Entré en application le 25 mai 2018, le Règlement Général sur la Protection des Données (RGPD) s’inscrit dans la continuité de la Loi française « Informatique et Libertés » de 1978 et renforce le contrôle par les citoyens de l’utilisation qui peut être faite des données les concernant.
Ce texte harmonise les règles en Europe en offrant un cadre juridique unique aux professionnels et permet de développer leurs activités numériques au sein de l’Union européenne en se fondant sur la confiance des utilisateurs.
Il apporte de nombreuses modifications en matière de sécurité des données à caractère personnel et rend obligatoire leur application. En effet, le non-respect de ces nouvelles obligations entraîne des sanctions lourdes (amendes administratives pouvant aller jusqu’à 20 000 000€), conformément aux articles 83 et 84 du RGPD.

Le RGPD s’applique à toute organisation, publique et privée, qui traite des données personnelles pour son compte ou non, dès lors :
• qu’elle est établie sur le territoire de l’Union européenne ;
• que son activité cible directement des résidents européens.

Spécificités du RGPD

Le RGPD supprime les déclarations à effectuer auprès de la CNIL. En contrepartie, les administrations, sociétés et associations traitant des données à caractère personnel, mais aussi leurs prestataires et sous-traitants, sont désormais pleinement responsables de la protection des données qu’ils traitent. Il leur appartient d’assurer la conformité au RGPD de leurs traitements de données personnelles dès la conception et tout au long de leur cycle de vie (Privacy By Design). Ils doivent être en mesure de démontrer cette conformité à tout moment.

Une donnée à caractère personnelle est toute information se rapportant à une personne physique identifiée ou identifiable directement ou indirectement (par recoupement).

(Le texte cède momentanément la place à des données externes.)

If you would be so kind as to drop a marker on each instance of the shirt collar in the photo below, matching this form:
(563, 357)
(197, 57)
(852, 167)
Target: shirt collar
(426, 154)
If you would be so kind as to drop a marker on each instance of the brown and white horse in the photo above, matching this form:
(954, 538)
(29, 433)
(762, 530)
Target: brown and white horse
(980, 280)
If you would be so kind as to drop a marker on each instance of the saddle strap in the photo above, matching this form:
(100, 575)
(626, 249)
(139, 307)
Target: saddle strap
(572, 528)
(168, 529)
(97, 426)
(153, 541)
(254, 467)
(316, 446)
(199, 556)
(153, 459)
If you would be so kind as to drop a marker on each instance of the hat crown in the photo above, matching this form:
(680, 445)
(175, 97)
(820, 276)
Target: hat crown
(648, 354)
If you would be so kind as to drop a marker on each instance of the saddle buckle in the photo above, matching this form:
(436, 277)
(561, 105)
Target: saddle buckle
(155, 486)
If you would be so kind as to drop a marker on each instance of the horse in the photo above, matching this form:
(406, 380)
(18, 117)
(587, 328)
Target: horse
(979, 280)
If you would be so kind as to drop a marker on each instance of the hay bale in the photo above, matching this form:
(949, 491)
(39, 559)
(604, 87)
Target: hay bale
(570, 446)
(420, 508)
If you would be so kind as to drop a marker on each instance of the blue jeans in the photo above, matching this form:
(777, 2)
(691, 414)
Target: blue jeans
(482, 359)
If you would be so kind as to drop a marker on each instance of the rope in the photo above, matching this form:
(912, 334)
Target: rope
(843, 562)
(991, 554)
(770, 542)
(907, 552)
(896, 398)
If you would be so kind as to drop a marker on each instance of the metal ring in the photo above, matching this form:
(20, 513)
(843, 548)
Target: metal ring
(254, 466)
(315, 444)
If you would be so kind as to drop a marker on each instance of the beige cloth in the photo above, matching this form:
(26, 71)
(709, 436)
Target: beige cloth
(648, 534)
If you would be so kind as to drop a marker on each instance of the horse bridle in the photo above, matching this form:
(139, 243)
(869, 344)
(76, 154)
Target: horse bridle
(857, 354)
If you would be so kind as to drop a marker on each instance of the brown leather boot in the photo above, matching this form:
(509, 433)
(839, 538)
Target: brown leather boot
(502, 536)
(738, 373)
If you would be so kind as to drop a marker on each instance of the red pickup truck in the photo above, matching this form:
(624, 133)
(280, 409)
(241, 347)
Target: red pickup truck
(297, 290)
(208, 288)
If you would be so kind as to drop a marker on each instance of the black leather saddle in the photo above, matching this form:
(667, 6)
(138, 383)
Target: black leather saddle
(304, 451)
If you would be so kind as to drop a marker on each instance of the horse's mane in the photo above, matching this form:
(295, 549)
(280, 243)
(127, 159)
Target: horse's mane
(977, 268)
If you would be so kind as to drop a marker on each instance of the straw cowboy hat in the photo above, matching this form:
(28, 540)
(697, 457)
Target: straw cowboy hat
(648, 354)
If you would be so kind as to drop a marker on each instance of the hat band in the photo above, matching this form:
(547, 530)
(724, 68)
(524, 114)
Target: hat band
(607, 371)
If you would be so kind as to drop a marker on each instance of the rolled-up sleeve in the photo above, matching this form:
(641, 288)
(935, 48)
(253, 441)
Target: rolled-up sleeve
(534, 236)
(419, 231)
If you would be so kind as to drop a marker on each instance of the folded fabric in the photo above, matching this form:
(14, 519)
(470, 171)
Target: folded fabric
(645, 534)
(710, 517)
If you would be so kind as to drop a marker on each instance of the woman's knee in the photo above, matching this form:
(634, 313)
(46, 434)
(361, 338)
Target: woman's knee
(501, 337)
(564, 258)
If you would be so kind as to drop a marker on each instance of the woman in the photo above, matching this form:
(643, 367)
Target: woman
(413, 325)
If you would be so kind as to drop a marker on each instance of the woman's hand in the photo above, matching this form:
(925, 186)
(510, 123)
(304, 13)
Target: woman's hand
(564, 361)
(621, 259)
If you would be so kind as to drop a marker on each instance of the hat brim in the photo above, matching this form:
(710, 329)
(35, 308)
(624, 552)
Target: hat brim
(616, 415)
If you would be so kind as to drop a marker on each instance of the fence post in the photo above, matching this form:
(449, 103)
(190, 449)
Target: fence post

Un « traitement de données personnelles » est une opération, ou ensemble d’opérations, portant sur des données personnelles, quel que soit le procédé utilisé (collecte, enregistrement, organisation, conservation, adaptation, modification, extraction, consultation, utilisation, communication par transmission, diffusion). Le traitement n’est pas nécessairement informatisé : les fichiers papier sont également concernés et doivent être protégés dans les mêmes conditions.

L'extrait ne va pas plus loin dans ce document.